Das Zervixkarzinom beschreibt eine bösartige Wucherung des Gebärmutterhalses. Es entwickelt sich aus einer zunächst bestehenden Zelldysplasie, welche dann karzinogen entartet und anfängt, invasis zu wachsen. Dabei kann der Tumor in das Gewebe des Gebärmutterhalses hinein oder nach außen hin wachsen. Das Zervixkarzinom metastasiert früh in Nachbarorgane und streut schließlich lymphogen in die paraaortalen und iliakalen Lymphknoten.

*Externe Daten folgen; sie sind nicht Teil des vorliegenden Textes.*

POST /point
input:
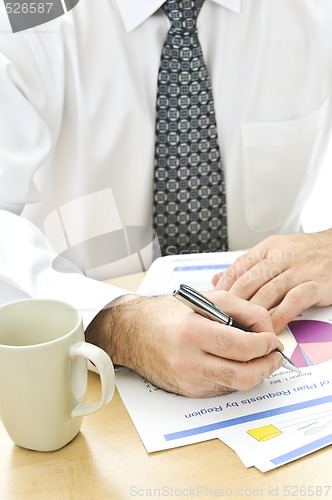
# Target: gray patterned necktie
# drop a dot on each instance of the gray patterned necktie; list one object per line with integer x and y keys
{"x": 189, "y": 189}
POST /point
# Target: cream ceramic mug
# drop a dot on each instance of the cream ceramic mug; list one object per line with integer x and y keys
{"x": 43, "y": 373}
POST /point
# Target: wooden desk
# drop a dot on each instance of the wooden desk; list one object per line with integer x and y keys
{"x": 108, "y": 461}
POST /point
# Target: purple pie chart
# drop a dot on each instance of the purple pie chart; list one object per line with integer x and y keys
{"x": 313, "y": 342}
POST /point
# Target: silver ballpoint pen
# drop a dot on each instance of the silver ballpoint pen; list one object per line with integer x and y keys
{"x": 203, "y": 306}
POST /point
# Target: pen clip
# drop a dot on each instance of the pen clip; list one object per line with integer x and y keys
{"x": 200, "y": 304}
{"x": 188, "y": 293}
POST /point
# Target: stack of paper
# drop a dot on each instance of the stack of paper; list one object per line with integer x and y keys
{"x": 287, "y": 416}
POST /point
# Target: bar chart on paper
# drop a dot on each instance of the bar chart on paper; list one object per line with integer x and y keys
{"x": 308, "y": 341}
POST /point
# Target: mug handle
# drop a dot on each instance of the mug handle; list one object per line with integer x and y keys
{"x": 105, "y": 369}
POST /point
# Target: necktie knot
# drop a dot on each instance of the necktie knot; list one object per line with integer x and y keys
{"x": 183, "y": 13}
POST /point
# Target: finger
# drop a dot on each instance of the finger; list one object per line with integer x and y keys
{"x": 237, "y": 375}
{"x": 234, "y": 344}
{"x": 251, "y": 315}
{"x": 216, "y": 277}
{"x": 296, "y": 300}
{"x": 239, "y": 267}
{"x": 273, "y": 292}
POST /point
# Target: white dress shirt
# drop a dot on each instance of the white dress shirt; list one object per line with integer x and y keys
{"x": 77, "y": 104}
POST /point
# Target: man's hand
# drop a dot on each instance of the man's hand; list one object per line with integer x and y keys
{"x": 289, "y": 273}
{"x": 183, "y": 352}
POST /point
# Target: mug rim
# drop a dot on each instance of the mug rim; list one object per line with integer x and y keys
{"x": 79, "y": 322}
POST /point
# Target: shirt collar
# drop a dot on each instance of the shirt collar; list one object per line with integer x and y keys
{"x": 135, "y": 12}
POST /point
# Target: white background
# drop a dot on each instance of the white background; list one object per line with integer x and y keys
{"x": 317, "y": 214}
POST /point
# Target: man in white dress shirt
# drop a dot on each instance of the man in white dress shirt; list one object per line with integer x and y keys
{"x": 77, "y": 100}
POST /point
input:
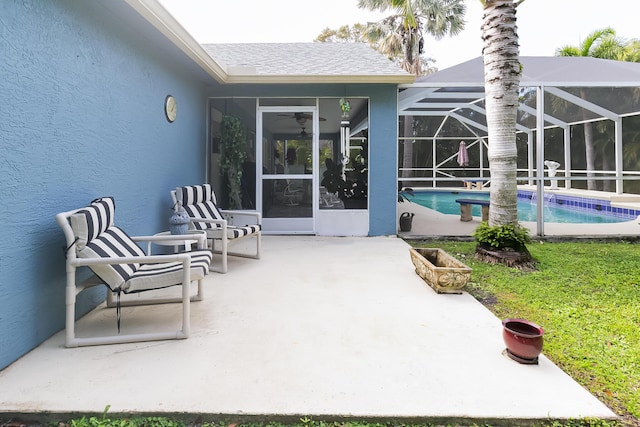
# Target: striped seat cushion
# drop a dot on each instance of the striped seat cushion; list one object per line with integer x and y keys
{"x": 156, "y": 276}
{"x": 88, "y": 223}
{"x": 194, "y": 194}
{"x": 97, "y": 237}
{"x": 234, "y": 231}
{"x": 203, "y": 210}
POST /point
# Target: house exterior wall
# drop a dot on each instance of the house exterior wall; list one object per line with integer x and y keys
{"x": 82, "y": 117}
{"x": 383, "y": 136}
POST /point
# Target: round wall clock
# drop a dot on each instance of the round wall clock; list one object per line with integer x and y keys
{"x": 170, "y": 108}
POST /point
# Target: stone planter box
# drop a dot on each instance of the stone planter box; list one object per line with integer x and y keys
{"x": 441, "y": 271}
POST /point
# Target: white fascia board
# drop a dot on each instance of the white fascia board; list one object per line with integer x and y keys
{"x": 547, "y": 118}
{"x": 582, "y": 103}
{"x": 163, "y": 21}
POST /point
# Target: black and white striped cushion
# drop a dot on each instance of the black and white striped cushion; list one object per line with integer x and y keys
{"x": 156, "y": 276}
{"x": 194, "y": 194}
{"x": 199, "y": 202}
{"x": 205, "y": 210}
{"x": 88, "y": 223}
{"x": 114, "y": 242}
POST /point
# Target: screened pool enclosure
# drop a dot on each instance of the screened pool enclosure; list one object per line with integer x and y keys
{"x": 577, "y": 113}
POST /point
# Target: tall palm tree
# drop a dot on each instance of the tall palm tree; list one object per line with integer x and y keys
{"x": 502, "y": 72}
{"x": 402, "y": 35}
{"x": 602, "y": 44}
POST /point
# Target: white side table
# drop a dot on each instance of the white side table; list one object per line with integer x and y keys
{"x": 199, "y": 238}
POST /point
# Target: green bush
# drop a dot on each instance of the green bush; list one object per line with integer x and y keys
{"x": 509, "y": 236}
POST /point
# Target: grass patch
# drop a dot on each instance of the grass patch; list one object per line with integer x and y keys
{"x": 586, "y": 296}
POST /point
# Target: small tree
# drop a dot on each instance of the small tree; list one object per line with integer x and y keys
{"x": 233, "y": 143}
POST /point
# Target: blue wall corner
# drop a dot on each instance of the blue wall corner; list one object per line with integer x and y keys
{"x": 83, "y": 118}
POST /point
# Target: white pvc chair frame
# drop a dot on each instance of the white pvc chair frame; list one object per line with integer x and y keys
{"x": 73, "y": 288}
{"x": 223, "y": 236}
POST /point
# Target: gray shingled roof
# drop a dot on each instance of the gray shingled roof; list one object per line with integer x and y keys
{"x": 303, "y": 59}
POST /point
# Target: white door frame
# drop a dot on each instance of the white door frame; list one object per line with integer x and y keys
{"x": 289, "y": 225}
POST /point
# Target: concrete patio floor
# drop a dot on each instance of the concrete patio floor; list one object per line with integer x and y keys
{"x": 320, "y": 327}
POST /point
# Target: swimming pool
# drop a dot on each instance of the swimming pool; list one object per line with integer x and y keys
{"x": 557, "y": 208}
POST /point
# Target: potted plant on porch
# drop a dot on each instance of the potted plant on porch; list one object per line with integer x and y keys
{"x": 350, "y": 184}
{"x": 233, "y": 143}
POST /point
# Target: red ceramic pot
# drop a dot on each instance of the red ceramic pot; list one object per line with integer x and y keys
{"x": 523, "y": 339}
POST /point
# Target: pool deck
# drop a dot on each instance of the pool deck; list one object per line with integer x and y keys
{"x": 332, "y": 328}
{"x": 428, "y": 223}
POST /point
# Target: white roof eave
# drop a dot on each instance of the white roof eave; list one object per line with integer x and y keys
{"x": 163, "y": 21}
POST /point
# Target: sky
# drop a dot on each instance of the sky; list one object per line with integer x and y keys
{"x": 543, "y": 25}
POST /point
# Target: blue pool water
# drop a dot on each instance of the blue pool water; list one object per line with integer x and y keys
{"x": 557, "y": 208}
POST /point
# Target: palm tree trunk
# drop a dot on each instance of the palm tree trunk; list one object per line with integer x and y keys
{"x": 502, "y": 81}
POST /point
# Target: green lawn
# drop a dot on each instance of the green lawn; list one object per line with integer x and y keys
{"x": 586, "y": 296}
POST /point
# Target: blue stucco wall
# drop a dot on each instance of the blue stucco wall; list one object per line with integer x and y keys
{"x": 82, "y": 117}
{"x": 383, "y": 137}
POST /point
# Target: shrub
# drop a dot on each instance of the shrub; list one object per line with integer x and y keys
{"x": 503, "y": 237}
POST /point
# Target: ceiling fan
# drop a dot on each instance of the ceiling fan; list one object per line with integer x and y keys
{"x": 301, "y": 118}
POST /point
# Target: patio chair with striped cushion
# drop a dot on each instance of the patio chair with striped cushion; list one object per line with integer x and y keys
{"x": 118, "y": 262}
{"x": 200, "y": 203}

Risikofaktoren sind eine Infektion mit dem Humanen Papillomvirus, früher regelmäßiger Geschlechtsverkehr mit häufigem Partnerwechsel, Geschlechtskrankheiten in der Anamnese und schlechte Genitalhygiene.

Symptome

Zunächst bleibt das Zervixkarzinom häufig symptomlos, erst ab eine, gewissen Größenwachstum können Symptome wie Ausfluss, unregelmäßige Blutungen oder Kontaktblutungen nach Geschäftsverkehr auftreten. Schmerzbefunden sind eher selten und treten meist erst auf, wenn eine Infiltration in Nachbarorgane stattgefunden hat. Zudem können auch Störungen im Lymphabfluss auftreten.

Therapie

Zunächst wird im Rahmen der Diagnostik der Gebärmutterhals untersucht und ein Abstrich vorgenommen. Hierdurch kann der Nachweis von HPV gelingen. Auch eine Probeentnahme als Biopsie kann Klarheit bringen. Als therapeutische Intervention werden operative Eingriff und Bestrahlungen durchgeführt.